The movie portrays the heroic and miraculous raid at Entebbe Airport in Uganda by the IDF to save the hostages of Air France flight 139, with 248 passengers and 12 crew (the Jews were later upon landing separated from the non-Jews and held captive, while the others were released). IDF Commandos with only a week of planning and preparation, travelled 2,500 miles in a daring operation that resulted in the rescue of the 103 hostages in a 90 minutes raid. Only three hostages and the commander of the mission, Lt Col Yonatan Netanyahu (the older brother of the Prime Minister of Israel today) were killed in the battle.
Despite, Uganda’s support of the terrorists in this event 35 years ago (a long time yes, but still pretty awful), today to help innocent people of this country and others that can benefit, I write about…The Information Blanket.
BMB, an independent advertising consumer PR company launched The Information Blanket this month to fight infant mortality.
According to Fast Company (June 2011), the Blanket is targeted for a country like Uganda where “on average 77 of every 1,000 Ugandan babies will die before they reach their first birthday.”

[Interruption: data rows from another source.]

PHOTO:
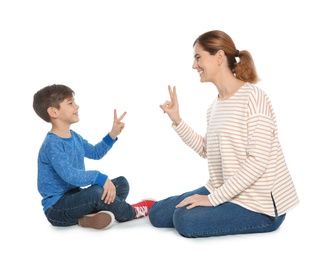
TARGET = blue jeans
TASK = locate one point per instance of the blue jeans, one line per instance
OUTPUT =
(225, 219)
(79, 202)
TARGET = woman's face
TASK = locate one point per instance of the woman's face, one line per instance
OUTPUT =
(205, 64)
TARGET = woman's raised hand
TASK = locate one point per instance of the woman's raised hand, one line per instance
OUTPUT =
(171, 107)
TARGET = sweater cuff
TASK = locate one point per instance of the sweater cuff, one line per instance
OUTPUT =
(101, 179)
(109, 141)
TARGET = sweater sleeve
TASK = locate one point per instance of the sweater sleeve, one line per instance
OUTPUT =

The creative director of BMB worked with UNICEF to “determine which health facts would best educate mothers and hopefully prevent infant death” and then they designed The Information Blanket with easy to read and understand information such as:
1) Vaccinations–“Get your baby vaccinated: 6, 10, 14 weeks.”
2) Feeding–“Breast-feed 8-12 times a day.”
3) Doctors–“Don’t forget to schedule your doctor appointment.”
4) Temperature–“38 degrees Celsius.”
5) Growth–“Growth chart (months).”
6) Warnings–“Warning signs: unconsciousness, convulsions, fever, diarrhea, vomiting, eye discharge, poor appetite, fast breathing, dehydration.”
These days, when going paperless and making everything digital is practically a mantra, I find The Information Blanket not only an effort to help people save lives, but a refreshing reminder that information can be delivered in many ways. And whether on a rock, a tree, bits and bytes, or a blanket, getting information out there to people is education, growth, and life for humanity.
Also, the role of design in effective communications and information technology is critical. Apple gets it…heck, they practically invented it. The more we incorporate good design and innovation into our communications, the more effective they have a chance to be.